Sat Jan 6, 2018, 08:25 AM
Jan 2018

making money off interest charged to people on their Sears or Discover card instead of from
the margins on retail sales. This hurt them in the long run.

Pope George Ringo II

(1,896 posts)
78. I have terrifying thoughts occasionally
Fri Jan 5, 2018, 06:53 PM
Jan 2018

And here is today's: "Original Sears Fall catalogs" made me think, "Wait, somebody actually makes reproductions?"

Yes, somebody makes reproductions.

 

Awsi Dooger

(14,565 posts)
83. Sears online is still laughably complicated
Fri Jan 5, 2018, 11:34 PM
Jan 2018

I get emails from them all the time, touting "Surprise Points" with emphasis not to let them expire. And I have gotten some fantastic deals from Sears within the past 15 months by utilizing those Surprise Points in combination with special sales, ones I see mentioned on Slickdeals, which I check every day.

There is no way I could have gotten those prices anywhere else. Mostly I got garden tools/supplies and lots of golf training stuff like practice nets that they were practically giving away.

It is store pick up, as other have mentioned. I don't mind doing it because the Sears in question is an old classic one in downtown Coral Gables, where my parents and I frequently shopped in the '60s and '70s. It's like a nostalgic trip, even if I'm saddened by all the empty shelves and lack of employees. In its heyday that Sears was jumping. It was my favorite local store during the holiday season. We even bought our Christmas tree there several times, in the lot out front.

The pick-up is well coordinated, convenient and rapid.

But to apply those Surprise Points I have to dip and dodge. Not every department or type of item is eligible for the points. I have regular points via purchases and then the bonus Surprise Points. Even though I've done it so many times it still takes me time and mistakes to figure out the process. They force you to click a few times during the checkout process to apply the points.

Every time I do that I'm thinking to myself, "Sears, how stupid are you?" Nobody wants Surprise Points, even if the bottom line is lower. How could the problem be so obvious for so long yet you still don't have a competent website or online model?

Customers want a good value price, top notch website design, great Search capability, simple checkout process, and quick shipping. Free shipping is best but quick is the priority.
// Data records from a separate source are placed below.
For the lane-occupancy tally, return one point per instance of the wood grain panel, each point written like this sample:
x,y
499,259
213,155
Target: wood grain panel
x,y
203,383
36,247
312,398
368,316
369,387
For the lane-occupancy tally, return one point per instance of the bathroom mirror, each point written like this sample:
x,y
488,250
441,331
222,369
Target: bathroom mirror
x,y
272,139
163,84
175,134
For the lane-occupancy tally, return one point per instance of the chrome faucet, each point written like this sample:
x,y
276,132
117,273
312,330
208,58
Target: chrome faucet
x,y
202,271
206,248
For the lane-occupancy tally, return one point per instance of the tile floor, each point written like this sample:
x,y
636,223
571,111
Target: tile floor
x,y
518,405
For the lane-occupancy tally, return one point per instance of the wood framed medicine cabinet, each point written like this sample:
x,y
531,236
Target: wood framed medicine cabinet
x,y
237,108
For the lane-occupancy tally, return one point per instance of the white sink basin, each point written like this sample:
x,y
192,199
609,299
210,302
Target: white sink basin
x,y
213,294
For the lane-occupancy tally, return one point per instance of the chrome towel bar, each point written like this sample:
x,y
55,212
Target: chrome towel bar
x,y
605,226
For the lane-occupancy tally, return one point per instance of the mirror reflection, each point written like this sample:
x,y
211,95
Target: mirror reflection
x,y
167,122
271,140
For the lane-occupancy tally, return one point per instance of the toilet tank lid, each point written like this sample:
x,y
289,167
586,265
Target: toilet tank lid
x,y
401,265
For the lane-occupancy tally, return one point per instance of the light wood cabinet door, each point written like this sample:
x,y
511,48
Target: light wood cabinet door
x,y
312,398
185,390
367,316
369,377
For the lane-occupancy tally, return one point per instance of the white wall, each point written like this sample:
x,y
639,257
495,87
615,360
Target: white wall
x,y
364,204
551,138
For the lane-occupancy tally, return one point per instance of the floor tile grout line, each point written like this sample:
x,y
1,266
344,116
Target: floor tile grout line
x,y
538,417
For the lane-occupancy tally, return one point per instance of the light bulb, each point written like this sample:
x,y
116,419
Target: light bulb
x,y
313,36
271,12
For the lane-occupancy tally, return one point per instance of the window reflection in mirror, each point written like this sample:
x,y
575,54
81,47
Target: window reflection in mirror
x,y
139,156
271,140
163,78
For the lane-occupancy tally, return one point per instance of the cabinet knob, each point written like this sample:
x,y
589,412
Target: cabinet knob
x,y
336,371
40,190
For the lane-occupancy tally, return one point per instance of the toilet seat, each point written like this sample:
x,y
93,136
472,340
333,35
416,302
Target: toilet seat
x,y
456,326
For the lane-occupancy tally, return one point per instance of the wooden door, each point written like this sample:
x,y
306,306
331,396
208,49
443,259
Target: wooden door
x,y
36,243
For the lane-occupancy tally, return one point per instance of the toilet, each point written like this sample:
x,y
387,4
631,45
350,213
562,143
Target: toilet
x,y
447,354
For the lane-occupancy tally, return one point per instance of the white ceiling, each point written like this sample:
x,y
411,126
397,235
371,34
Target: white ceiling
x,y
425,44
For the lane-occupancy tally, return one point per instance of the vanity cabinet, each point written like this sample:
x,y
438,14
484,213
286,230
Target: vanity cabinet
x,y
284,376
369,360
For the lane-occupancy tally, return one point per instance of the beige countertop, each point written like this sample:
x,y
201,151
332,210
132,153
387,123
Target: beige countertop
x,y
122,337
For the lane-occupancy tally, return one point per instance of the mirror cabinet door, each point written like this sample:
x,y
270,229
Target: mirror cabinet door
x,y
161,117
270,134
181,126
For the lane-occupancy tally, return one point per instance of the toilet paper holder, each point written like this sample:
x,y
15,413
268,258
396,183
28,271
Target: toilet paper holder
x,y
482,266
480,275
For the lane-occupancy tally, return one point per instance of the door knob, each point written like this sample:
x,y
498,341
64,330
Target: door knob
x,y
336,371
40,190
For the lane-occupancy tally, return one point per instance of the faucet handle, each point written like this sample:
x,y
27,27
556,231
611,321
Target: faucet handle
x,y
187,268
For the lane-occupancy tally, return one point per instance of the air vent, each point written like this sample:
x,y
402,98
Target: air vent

I've sold enough items on ebay for 15+ years to know that buyers will contact you immediately to know when it will ship, how it is shipped, and when they can expect it. It's unbelievable that so many major corporations blundered the transition to online, when so much of it was blatantly obvious.

J.C. Penney has indeed improved its website in recent years. Very good Search engine. Far superior to Sears in overall design and simplicity. But not the match of Amazon or Walmart, and probably too late for most customers to notice or care.

Just like customers in the old days drove to a specific store, now they head to the specific site. No good to be the backup plan.

Demsrule86

(68,631 posts)
86. Our last Kmart is closing. With net neutrality gone...not sure what will happen with internet
Sat Jan 6, 2018, 09:17 AM
Jan 2018

shopping. I like going to stores.

Victor_c3

(3,557 posts)
88. It seems to me that there has been a revitalization of Main Streets in the last 5-10 years
Sat Jan 6, 2018, 09:43 AM
Jan 2018

Maybe it’s just the areas that I’ve been to, but it seems to me that Main Streets in many towns are coming back.

You still don’t have the stores you used to have long ago, but tons of specialty shops, artist galleries, studios, restaurants, and professional offices occupy the once vacant spots. These mainstreet areas in my local area always have different events going on throughout the year and are great for bringing people together and building a sense of community.